# My underwater jungel look Low-Tech



## Arendahl (Mar 16, 2013)

Here im my aquarium that i have reviewed and cared for the last 5 years, 720 litters Low-Tech.

It is the first aquarium i`ve had, it is illuminated with LED lighting, 126 Watt.
On 9 hours, 10,30 to 19,30, i use rainwater 75% tap water 25% Kh 5 Ph 6,5

 Kjeld


----------



## Michael (Jul 20, 2010)

Beautiful tank! Please tell us more about the set-up. What kind of substrate did you use? Filtration?


----------



## BruceF (Aug 5, 2011)

Looks like there is a toy story kind of attack coming from the left side!


----------



## K Randall (Nov 23, 2004)

Very nice! There is a lot to be said for this easy-to-live-with style of tank!


----------



## Arendahl (Mar 16, 2013)

BruceF said:


> Looks like there is a toy story kind of attack coming from the left side!


 I`ts my little Viking guard.


----------



## Yo-han (Oct 15, 2010)

Wow, looks a good place to be if you're a fish!


----------



## Arendahl (Mar 16, 2013)

Yes i`ts gets bigger 2014 May 1200 L


----------



## Bardus71 (Sep 29, 2011)

You are an aquatic genius and artist my friend.


----------



## Arendahl (Mar 16, 2013)

Thanks, to everyone for the compliments, Bardus, you make me blush, but thanks.

I think in all modesty, that i have hit the right moment, and managet to get it to work.

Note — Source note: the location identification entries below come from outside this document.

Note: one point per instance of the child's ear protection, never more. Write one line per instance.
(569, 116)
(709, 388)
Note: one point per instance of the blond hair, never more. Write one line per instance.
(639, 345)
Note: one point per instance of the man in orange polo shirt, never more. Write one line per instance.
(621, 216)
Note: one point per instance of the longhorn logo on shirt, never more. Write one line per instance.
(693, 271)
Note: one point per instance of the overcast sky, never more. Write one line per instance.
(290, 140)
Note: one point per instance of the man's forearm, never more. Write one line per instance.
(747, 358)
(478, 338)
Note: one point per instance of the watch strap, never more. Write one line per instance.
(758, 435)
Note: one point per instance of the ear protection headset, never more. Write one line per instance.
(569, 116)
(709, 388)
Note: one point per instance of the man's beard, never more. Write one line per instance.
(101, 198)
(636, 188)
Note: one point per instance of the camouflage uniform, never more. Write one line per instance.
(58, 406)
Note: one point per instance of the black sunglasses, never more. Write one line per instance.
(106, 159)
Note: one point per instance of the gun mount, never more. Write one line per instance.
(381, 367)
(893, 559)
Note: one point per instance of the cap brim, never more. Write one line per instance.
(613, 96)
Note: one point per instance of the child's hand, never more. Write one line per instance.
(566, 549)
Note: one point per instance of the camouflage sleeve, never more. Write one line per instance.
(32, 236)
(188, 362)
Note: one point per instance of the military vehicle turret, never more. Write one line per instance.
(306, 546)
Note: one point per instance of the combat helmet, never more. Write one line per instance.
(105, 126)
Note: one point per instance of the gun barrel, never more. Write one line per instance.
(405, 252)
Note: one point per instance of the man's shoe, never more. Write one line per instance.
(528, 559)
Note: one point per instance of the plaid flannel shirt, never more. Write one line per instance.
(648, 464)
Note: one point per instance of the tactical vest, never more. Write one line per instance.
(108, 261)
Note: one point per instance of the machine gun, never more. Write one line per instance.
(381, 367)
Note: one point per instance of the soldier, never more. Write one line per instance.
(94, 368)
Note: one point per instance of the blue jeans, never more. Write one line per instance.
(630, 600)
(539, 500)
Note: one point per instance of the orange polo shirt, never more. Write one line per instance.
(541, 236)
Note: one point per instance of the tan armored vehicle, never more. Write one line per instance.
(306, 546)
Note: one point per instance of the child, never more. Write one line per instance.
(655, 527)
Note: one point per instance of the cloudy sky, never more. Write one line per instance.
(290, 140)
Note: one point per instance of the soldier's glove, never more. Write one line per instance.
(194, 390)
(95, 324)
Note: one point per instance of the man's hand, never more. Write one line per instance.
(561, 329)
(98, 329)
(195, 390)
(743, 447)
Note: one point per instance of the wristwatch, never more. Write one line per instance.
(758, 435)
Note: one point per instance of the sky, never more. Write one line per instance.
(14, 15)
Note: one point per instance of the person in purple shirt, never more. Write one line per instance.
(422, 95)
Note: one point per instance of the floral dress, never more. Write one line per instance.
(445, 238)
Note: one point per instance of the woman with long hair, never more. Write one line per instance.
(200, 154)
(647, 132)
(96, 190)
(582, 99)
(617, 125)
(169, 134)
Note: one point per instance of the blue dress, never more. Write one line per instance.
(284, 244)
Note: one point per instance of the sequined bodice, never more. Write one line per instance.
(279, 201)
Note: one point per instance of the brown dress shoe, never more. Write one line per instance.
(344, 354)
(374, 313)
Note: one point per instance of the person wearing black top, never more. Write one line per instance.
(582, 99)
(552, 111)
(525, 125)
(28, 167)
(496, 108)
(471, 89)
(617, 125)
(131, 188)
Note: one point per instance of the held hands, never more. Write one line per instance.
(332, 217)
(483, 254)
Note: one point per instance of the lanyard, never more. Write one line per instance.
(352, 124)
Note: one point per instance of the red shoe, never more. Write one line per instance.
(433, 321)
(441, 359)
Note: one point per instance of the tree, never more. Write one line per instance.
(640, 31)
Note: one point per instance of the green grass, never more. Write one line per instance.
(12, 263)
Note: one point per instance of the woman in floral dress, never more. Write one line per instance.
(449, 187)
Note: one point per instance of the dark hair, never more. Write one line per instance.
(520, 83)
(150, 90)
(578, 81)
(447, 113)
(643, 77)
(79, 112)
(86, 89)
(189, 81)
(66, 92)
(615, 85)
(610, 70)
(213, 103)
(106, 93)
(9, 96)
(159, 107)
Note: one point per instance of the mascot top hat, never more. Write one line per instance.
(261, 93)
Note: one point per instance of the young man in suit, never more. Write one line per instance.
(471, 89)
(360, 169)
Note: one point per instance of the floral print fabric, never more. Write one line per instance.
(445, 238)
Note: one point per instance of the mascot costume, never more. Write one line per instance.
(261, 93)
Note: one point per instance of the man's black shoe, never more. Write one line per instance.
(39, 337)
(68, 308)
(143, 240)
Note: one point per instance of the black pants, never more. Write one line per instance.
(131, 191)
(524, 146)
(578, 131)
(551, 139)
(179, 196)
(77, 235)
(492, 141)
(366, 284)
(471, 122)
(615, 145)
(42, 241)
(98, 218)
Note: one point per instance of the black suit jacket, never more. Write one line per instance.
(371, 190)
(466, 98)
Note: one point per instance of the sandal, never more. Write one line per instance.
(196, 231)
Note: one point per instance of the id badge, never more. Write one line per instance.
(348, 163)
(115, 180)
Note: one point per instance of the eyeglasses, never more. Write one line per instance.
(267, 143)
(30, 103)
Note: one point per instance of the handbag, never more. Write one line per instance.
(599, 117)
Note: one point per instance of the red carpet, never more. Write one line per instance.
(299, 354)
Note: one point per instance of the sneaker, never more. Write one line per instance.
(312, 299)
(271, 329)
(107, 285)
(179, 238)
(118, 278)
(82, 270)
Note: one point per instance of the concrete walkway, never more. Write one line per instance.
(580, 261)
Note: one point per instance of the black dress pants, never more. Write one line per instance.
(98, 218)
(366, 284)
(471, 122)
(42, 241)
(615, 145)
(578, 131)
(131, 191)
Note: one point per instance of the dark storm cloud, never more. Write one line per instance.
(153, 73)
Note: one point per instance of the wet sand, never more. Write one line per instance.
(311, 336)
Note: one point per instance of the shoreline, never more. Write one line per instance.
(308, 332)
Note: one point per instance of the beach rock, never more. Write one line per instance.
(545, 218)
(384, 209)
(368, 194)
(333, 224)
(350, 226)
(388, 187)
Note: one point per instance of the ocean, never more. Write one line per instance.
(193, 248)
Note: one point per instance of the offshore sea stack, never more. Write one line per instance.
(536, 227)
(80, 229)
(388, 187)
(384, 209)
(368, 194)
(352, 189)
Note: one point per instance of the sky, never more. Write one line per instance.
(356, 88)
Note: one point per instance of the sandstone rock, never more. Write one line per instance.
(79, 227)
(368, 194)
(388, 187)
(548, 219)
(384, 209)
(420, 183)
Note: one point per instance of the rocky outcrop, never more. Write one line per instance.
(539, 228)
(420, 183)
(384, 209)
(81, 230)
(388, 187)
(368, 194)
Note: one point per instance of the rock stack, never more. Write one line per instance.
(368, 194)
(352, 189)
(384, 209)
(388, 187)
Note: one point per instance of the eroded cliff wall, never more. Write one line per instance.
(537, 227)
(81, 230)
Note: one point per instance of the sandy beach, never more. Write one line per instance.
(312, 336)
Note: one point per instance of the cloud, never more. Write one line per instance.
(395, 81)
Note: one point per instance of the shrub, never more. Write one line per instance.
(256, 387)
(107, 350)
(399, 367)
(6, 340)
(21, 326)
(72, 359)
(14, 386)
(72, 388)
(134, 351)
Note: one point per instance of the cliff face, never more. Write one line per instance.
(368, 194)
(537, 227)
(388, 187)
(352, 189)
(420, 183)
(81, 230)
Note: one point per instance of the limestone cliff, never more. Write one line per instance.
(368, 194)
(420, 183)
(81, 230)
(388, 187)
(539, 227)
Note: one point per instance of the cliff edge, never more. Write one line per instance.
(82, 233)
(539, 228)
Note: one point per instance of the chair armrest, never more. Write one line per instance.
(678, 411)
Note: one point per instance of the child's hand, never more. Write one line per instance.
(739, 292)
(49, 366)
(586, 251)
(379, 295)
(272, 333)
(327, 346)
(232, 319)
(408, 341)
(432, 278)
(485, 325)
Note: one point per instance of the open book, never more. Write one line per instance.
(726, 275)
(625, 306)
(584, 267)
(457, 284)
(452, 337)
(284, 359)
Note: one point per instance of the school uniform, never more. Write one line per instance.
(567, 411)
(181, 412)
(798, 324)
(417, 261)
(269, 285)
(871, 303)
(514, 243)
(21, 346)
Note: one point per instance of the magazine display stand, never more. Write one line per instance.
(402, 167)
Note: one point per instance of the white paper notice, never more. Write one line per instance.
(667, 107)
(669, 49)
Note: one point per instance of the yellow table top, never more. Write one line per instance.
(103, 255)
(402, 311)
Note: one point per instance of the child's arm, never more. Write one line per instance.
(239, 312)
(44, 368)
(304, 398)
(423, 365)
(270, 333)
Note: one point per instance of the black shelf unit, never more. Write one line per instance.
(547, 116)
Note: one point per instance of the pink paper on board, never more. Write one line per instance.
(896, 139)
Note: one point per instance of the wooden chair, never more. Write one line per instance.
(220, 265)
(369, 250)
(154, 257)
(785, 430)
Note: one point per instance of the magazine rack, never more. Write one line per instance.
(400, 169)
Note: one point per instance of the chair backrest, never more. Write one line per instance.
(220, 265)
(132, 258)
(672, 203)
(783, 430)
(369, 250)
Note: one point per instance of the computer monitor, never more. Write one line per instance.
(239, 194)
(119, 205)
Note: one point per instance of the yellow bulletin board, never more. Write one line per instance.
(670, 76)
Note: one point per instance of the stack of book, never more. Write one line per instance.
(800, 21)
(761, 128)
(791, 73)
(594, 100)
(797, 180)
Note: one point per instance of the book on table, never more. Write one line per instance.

The combination of all parameters i have chosen, probably affect the good result.

In, Bardus thread Largest El Natural Tanks, i have described, how i have built my Aquarie environment.

But i would like to describe the main features here, i have chosen, flowers soil (potting soil)washed 3 times, for it not to color the water too much, and removing a portion of fertilizer let it stand for 2 to 3 weeks in a container covered with plastick or cloth, not wet, just humid, so that will be a culture that will benefit the plants when it comes down to the aquarium, the potting soil you buy from a gardner as Walstad recommend.

Then i spend 20 kg red clay made balls 2 to 3 cm big let them dry before they come in the aquarium, at the bottom before potting soil, 1 layer wite 2 cm between the balls. Then potting soil in the aquarium, i press it little stuck with a clenched fist, so it is fixed,where you want plants, you can also get some red clay balls 5 cm into the soil,i have a soil layer of 5 cm in the front and 10 to 15 cm at the rear.

Then some river gravel in the aquarium 5 to 10 cm, where i put plants, do i also have some red clay balls around the roots 5 cm into gravel, then you can over time come some more red clay balls down around the roots.

Water quality is as follows Niteate 10 Nitrite 00,5 Phosphate 2,8 Fe 0,05 KH 5 Ph 6,5.
i switch 100 liters each month 75% rainwater and 25% tapwater, the qualitet of the aquarium water is very stable month after month.

I use Eheim bucket filter 2200 liters per hour, 2 powerheads in the aquarium 2000 and 4000 liters per hour, i fertilize once a week with micro and once a week with Nitrate 40 Ml each.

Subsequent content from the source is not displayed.